Return coordinates of mesh element centroids.

Returns

centroids – Returns a numpy.ndarray representing the mesh element centroid coordinates with a shape equal to (dim1, …, dimn, ndim). X, Y, Z values can be unpacked with xx, yy, zz = np.rollaxis(mesh.centroids, -1).

Return type

numpy.ndarray

property centroids_spherical

Returns centroids of the mesh in cylindrical coordinates.

classmethod from_hdf5(group: Group)[source]

Create mesh from HDF5 group

Parameters

group (h5py.Group) – Group in HDF5 file

Returns

Instance of a MeshBase subclass

Return type

openmc.MeshBase

classmethod from_xml_element(elem: Element)[source]

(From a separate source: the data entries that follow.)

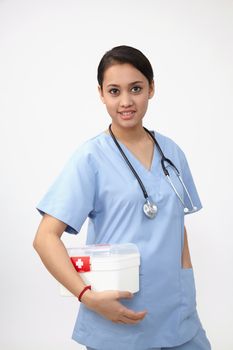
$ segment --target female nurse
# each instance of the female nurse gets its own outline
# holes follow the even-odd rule
[[[135,48],[115,47],[99,63],[98,83],[111,124],[75,150],[41,199],[34,248],[81,301],[72,338],[87,349],[209,350],[184,225],[202,205],[181,148],[143,127],[154,95],[151,64]],[[169,161],[163,169],[160,150],[185,186]],[[77,234],[87,217],[87,244],[137,245],[138,293],[85,286],[61,236]]]

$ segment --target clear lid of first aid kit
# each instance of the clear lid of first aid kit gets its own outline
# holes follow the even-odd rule
[[[133,243],[91,244],[83,247],[67,248],[69,256],[113,257],[119,255],[139,254]]]

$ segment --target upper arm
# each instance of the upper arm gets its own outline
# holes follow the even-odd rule
[[[60,238],[66,227],[67,225],[64,222],[51,215],[44,214],[38,226],[33,245],[35,246],[40,239],[45,237],[45,235],[55,235]]]

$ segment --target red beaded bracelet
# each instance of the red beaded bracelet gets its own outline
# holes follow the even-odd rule
[[[81,298],[82,298],[83,294],[84,294],[88,289],[91,290],[91,286],[86,286],[86,287],[84,287],[83,290],[81,291],[81,293],[79,294],[78,300],[79,300],[80,302],[81,302]]]

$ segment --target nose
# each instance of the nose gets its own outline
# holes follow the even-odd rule
[[[121,107],[126,108],[129,106],[132,106],[132,104],[133,104],[132,96],[127,92],[122,93],[121,100],[120,100]]]

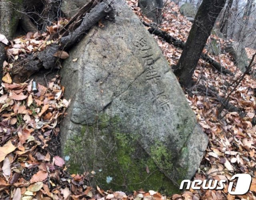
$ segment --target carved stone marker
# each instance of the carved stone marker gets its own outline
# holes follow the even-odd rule
[[[195,173],[207,137],[154,39],[124,1],[114,6],[115,22],[96,25],[64,63],[62,156],[104,189],[170,194]]]

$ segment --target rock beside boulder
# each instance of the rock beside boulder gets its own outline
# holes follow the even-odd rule
[[[217,55],[220,54],[220,47],[216,39],[211,39],[210,44],[207,45],[207,50],[211,54]]]
[[[171,194],[198,169],[207,137],[154,38],[125,1],[113,6],[115,22],[102,20],[63,65],[62,155],[71,173],[92,172],[93,185]]]
[[[162,20],[162,10],[164,8],[163,0],[139,0],[138,6],[143,14],[156,23]]]
[[[65,16],[71,18],[76,14],[79,9],[90,2],[90,0],[63,0],[60,9]]]
[[[244,72],[249,63],[247,54],[243,44],[238,42],[233,42],[225,49],[225,51],[232,55],[235,65],[242,72]]]
[[[190,3],[185,3],[180,6],[180,12],[184,16],[190,17],[194,19],[197,12],[197,9],[192,4]]]

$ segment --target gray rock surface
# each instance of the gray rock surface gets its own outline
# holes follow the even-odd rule
[[[184,16],[195,18],[197,9],[190,3],[185,3],[180,6],[180,12]]]
[[[161,21],[162,9],[164,7],[163,0],[139,0],[138,6],[143,14],[154,22]]]
[[[207,49],[209,53],[213,55],[217,55],[220,54],[221,49],[216,39],[212,38],[210,44],[207,45]]]
[[[234,63],[242,72],[244,72],[249,65],[248,57],[242,43],[234,42],[225,49],[233,56]]]
[[[89,1],[90,0],[63,0],[60,9],[66,17],[71,18],[76,14],[79,8]]]
[[[63,65],[62,156],[104,189],[170,194],[198,169],[207,137],[154,38],[125,1],[114,6],[115,22],[95,26]]]

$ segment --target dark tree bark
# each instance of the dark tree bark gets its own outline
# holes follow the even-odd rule
[[[178,64],[175,75],[180,84],[191,86],[192,76],[207,39],[226,0],[203,0],[195,18],[187,42]]]
[[[251,15],[251,12],[252,12],[252,0],[247,0],[247,3],[245,7],[245,10],[244,11],[244,13],[243,16],[243,19],[244,20],[244,23],[245,26],[247,26],[248,25],[248,22],[249,22],[249,19],[250,19],[250,16]]]
[[[22,1],[1,0],[0,3],[0,33],[10,40],[17,29],[20,13],[16,10],[22,8]],[[3,63],[6,58],[4,47],[5,45],[0,43],[0,80],[2,80]]]

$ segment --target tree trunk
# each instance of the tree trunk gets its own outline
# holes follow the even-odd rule
[[[174,69],[180,84],[191,86],[192,75],[226,0],[204,0],[197,12],[180,58]]]
[[[244,20],[244,25],[245,26],[247,26],[248,25],[250,16],[251,15],[253,3],[252,1],[251,0],[248,0],[247,3],[245,7],[245,11],[243,16],[243,19]]]
[[[16,10],[22,6],[22,1],[1,0],[0,4],[0,33],[10,39],[15,33],[20,16]],[[2,80],[2,66],[6,59],[5,45],[0,43],[0,78]]]
[[[224,34],[226,37],[227,36],[227,27],[228,27],[228,20],[230,19],[231,17],[230,9],[232,7],[233,4],[233,0],[228,0],[227,7],[224,12],[223,17],[220,21],[220,31],[222,33]],[[225,28],[226,28],[226,29]],[[224,31],[225,32],[224,32]]]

Generate a spherical mesh from an XML element

Parameters

elem (lxml.etree._Element) – XML element

Returns

Spherical mesh object

Return type

openmc.SphericalMesh

to_xml_element()[source]

Return XML representation of the mesh

Returns

element – XML element containing mesh data

Return type

lxml.etree._Element

property vertices
Return coordinates of mesh vertices in Cartesian coordinates. Also

see CylindricalMesh.vertices_cylindrical() and SphericalMesh.vertices_spherical() for coordinates in other coordinate systems.

Returns

vertices – Returns a numpy.ndarray representing the coordinates of the mesh vertices with a shape equal to (dim1 + 1, …, dimn + 1, ndim). X, Y, Z values can be unpacked with xx, yy, zz = np.rollaxis(mesh.vertices, -1).

Return type

numpy.ndarray

property vertices_spherical

Returns vertices of the mesh in cylindrical coordinates.

property volumes

Return Volumes for every mesh cell

Returns

volumes – Volumes

Return type

Iterable of float